Data Lake Implementation at High-end Systems Conglomerate
Data Lake Implementation at High-end
A conglomerate of 5 companies, an industry leader in the design, installation, and service of high-end systems including fire alarm systems, burglar alarm systems, access control systems and CCTV systems wanted a solution to run aggregated reports across all 5 organizations.
The solutions & services provider had to fulfil the following criteria:
- Report generation to be done automatically
- The process to be error free and independent of employees
- A scalable, flexible, centralized solution
- Solution independent of the volume of data and number of servers
- Provide optimum value while being cost efficient
- Keep the data as it is in its raw, open, unstructured/ structured format while being easily accessible
The global data lakes market was valued at US$ 7.4 Billion in 2021 and is expected to reach US$ 30.2 Billion by 2027, growing at a CAGR of 26.4% during 2022-2027.
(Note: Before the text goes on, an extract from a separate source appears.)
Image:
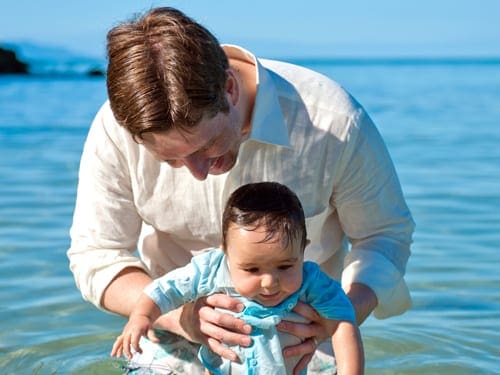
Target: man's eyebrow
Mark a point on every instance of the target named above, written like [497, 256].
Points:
[207, 145]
The data lakes market is expected to be driven by rising data volume in many organizations and the opportunity to draw in-depth insights from the huge volume of data. The increased implementation of the latest technology and the rise in the adoption of IoT devices is also expected to drive the growth of the market. Other major factors driving the global data lakes market growth is the low cost of storage and the highly agile nature apart from low labor cost, low maintenance cost, and low cost of raw materials. Additionally, government initiatives such as the development of smart cities and the implementation of intelligent utility meters are expected to provide opportunities for the market.
Solutions and Services
ResolveTech (RTS) implemented a data lake solution to store and analyze data because it allows management of multiple data types from a wide variety of sources, and store this data, structured and unstructured, in a centralized repository. The Data Lake provides data points to people and democratizes data-as a single source of truth- by providing people access to the lake. This was done without putting any load on the back-end system.
The AWS Cloud provided many of the building blocks required to implement a secure, flexible, and cost-effective data lake. These include AWS managed services to absorb, store, find, process, and analyze data, both structured and unstructured. Data Lake on AWS configures the core AWS services needed to easily tag, search, share, transform, analyze, and govern specific subsets of data throughout the company.
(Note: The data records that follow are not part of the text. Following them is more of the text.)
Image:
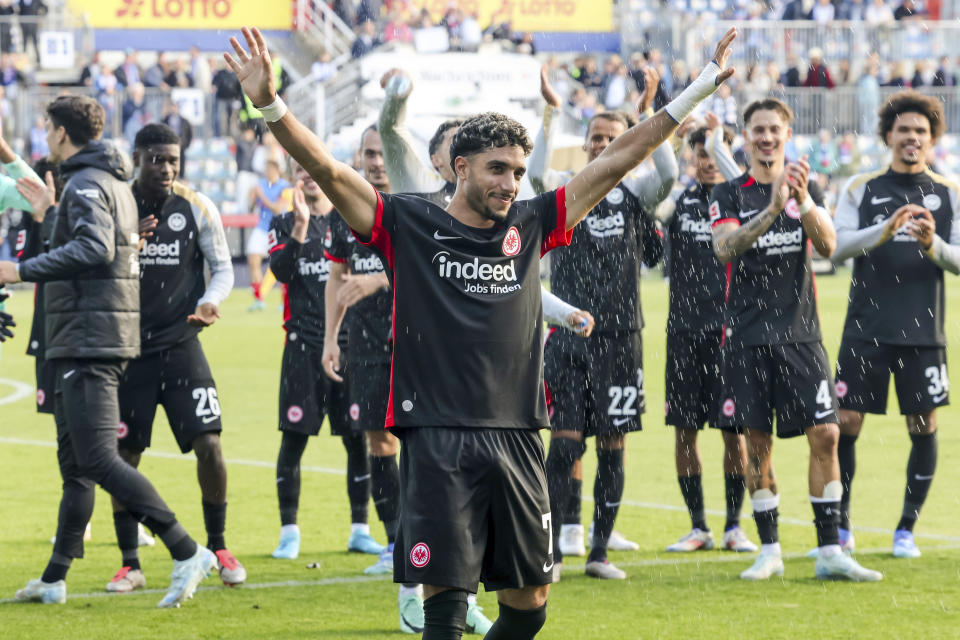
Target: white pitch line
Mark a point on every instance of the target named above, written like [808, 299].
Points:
[639, 504]
[21, 390]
The Data Lake on AWS utilizes the security, durability, and scalability of Amazon S3 to manage a persistent catalog of organizational datasets. It also used Amazon DynamoDB to manage corresponding metadata. RTS used power BI for visualization and Amazon Quicksight allows to understand data natural language querying, interactive dashboards, and patterns and outlier identification. RTS also used FTP or streaming data and Boomi integration platform services to get the data in the lake, format it correctly and then consumes it inside the platform.
RTS delivered the following results to the client:
- Produced the demo report within three weeks of signing on and provided access to data in the lake to all users.
- Built a data lake that helps avoid integrating all its tables, data and schemas into an enterprise software or building a customized integration layer.
- Integrated data from multiple sources, locations, companies, and systems.
- The data lake extracts data and helps import data in multiple ways
- The data lake provides fast data access and enables machine learning and predictive analytics.
- Access almost real-time reports (± 5 minutes) with updates from across their entire multi-hundred site enterprise with data about temperature issues, compressor issues etc.
- Mapped and extracted the data out of the old database and modifying it into the new format so that it could be imported.
- Break down the silos and access their data very quickly.